Yesterday was the first day I had done any real compiling with
4.2-rc. I started out using -rc1, and make -j4 on a recent LFS/BLFS
system (gcc-5.1.0, make-4.1, etc). I wanted to start trying to
build kde5, and I expected a lot of issues. What I did not expect
was that qt5 would build as if I was using -j1.

Examination eventually identified that with 4.2-rc1 and 4.2-rc2,
make ran the number of jobs I had specified, but the total of the
CPU percentages ('top' from procps-ng-3.3.10) maxed out at 100%. On
4.1 kernels the percentage with -j4 maxes out at 400% (my machine
has 4 cores). I suspected either an unfortunate choice in 'make
oldconfig', or something specific to an AMD Phenom / gcc-5.1.

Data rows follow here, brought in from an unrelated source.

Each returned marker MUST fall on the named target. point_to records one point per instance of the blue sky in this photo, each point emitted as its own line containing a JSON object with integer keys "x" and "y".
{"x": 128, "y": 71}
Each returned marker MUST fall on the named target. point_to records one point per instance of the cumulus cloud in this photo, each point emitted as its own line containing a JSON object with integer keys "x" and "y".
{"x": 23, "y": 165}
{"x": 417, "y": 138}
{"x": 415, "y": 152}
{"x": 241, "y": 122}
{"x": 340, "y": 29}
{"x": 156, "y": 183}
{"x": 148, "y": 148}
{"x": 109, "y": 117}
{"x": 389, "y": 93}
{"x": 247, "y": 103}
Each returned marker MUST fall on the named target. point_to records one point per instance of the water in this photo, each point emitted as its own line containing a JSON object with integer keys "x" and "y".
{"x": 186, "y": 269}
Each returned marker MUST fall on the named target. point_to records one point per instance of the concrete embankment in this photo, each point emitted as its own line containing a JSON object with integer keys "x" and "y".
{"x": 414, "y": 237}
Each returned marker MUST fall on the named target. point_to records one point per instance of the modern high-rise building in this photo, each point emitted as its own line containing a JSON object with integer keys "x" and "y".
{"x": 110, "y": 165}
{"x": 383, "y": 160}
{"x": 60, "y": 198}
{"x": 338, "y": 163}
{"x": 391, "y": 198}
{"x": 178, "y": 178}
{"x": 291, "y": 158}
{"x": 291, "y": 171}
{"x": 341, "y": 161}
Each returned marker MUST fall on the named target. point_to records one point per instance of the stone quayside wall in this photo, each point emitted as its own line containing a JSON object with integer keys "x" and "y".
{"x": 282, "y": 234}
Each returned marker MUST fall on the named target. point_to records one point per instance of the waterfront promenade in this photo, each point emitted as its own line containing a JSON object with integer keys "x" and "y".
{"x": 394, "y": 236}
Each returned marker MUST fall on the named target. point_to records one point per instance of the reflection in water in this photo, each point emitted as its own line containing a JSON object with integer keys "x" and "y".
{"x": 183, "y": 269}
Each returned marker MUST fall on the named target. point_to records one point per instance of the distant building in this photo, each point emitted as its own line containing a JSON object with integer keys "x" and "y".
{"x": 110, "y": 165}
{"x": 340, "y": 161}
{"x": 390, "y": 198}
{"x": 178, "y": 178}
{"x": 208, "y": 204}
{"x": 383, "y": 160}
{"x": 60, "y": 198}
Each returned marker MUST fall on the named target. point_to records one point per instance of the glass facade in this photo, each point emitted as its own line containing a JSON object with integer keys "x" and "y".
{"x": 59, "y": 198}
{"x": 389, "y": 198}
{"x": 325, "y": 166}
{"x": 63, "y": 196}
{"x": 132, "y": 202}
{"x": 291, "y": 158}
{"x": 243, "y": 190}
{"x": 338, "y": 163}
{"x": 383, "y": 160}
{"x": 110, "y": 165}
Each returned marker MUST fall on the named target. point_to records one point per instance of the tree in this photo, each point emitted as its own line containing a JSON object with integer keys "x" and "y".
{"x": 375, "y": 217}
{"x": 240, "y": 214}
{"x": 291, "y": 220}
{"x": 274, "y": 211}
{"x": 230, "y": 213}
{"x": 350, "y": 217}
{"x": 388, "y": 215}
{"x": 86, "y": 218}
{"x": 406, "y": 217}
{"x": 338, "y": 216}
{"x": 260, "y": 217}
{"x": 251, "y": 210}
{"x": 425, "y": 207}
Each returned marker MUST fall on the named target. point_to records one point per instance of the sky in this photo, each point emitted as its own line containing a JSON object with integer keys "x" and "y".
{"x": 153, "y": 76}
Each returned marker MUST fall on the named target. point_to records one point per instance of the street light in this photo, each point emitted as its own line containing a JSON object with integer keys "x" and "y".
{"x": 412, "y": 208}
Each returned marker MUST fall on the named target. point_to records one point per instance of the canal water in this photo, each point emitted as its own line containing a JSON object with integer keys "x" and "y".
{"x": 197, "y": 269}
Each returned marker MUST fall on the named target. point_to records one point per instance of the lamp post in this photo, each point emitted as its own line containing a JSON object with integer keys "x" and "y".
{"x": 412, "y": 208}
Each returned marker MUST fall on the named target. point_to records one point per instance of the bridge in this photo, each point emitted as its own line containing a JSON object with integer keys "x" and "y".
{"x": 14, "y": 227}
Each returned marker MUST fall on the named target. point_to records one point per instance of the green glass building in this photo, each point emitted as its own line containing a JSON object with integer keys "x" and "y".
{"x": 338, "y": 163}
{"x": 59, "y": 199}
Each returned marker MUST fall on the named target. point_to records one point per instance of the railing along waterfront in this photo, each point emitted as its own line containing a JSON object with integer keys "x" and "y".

Today I have tried make -j4 on two other machines with 4.2-rc
kernels [ building the current git stable release ]. On my i3
SandyBridge everything was fine, CPU usage approached 400%. On my
AMD A10-7850K I have the same problem as on the phenom. Not
surprising, I began by using the Phenom config when I got the A10,
then adapted it to suit, whereas the i3 has much less memory so I
haven't made many changes since I got it.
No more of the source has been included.